Oversized PCGS slab from limited-edition series
- Published: Jan 8, 2017, 7 AM
Readers Ask column from Jan. 23, 2017, issue of Coin World:
I enjoyed the article in Coin World about fancy slabs. I have the coin and bag pictured. Do you know the year it was issued? Is it rare, as stated on the slab? What is its value? It’s the only one I’ve seen.
Roger Bohn / Address withheld
According to the Professional Coin Grading Service (PCGS.com), the slab is referred to as “The Regency Holder,” a premium holder used “for rare and important coins.”
The oversized holder with dark green background does not carry the PCGS number on the grading insert, but has the PCGS hologram on the reverse side. The holder was “limited in popularity due to awkward size” and “is infrequently seen today,” according to PCGS, which added, “It is estimated approximately 700 coins were put into Regency Holders, roughly half of them Israeli coins from the Danny Kaye collection. Scarce.”
The Regency Holder was only in use from 1992 through 1994.
While the holder itself is limited in number, the “rare” designation on the grading label for the 1849 Coronet gold $10 eagle in the holder refers to the Breen 6887 variety, as attributed in Walter Breen’s Complete Encyclopedia of U.S. and Colonial Coins. The coin is a double date variety. Parts of all four digits in the date show within and around the date.
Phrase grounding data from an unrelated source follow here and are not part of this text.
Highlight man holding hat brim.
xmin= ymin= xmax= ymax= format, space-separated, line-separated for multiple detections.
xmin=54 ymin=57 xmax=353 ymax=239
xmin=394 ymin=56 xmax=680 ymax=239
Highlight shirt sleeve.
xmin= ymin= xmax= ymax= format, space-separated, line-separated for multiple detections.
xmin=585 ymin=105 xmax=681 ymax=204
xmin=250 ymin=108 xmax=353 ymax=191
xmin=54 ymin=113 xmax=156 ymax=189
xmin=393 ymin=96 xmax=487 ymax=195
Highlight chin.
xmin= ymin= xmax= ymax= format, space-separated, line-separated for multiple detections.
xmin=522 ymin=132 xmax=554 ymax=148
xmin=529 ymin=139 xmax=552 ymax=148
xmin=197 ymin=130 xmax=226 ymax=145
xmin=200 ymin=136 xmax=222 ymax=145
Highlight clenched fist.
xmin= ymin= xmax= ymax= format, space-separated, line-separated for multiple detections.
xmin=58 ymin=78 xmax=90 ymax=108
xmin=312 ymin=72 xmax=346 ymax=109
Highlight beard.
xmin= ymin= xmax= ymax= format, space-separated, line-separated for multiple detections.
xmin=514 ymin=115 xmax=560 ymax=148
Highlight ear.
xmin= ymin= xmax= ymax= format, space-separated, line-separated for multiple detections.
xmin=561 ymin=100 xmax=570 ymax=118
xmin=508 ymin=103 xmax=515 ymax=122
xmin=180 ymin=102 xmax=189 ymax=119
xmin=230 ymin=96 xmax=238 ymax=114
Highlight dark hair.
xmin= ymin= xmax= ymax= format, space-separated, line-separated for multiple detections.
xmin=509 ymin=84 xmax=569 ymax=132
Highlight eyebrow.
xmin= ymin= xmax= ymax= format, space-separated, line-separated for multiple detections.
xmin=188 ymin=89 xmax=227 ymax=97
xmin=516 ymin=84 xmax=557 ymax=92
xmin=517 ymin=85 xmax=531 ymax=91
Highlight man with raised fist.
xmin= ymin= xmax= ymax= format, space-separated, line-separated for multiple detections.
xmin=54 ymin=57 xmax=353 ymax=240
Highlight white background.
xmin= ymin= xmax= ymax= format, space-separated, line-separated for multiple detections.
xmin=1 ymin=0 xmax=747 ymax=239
Part of a loop of an extra 9 shows through the left side of the circle of the 9. According to Breen, the obverse die later cracked through the first nine of 13 stars.
While Breen refers to the variety in his Complete Encyclopedia as “prohibitively rare,” U.S. gold coin specialist Doug Winter from Doug Winter Numismatics says “the variety is actually not that rare and sells for no real premium.” The rarity is the holder, which Winter says is usually far more in demand than the coin the holder contains.
Recorded sales at eBay show coins in Regency slabs have sold for significantly more than similarly graded coins in non-Regency holders.
PCGS founder David Hall was quoted in Coin World in 2013 stating that the oddly shaped Regency holders, often referred to as “coffins” in the hobby, were abandoned because of low demand.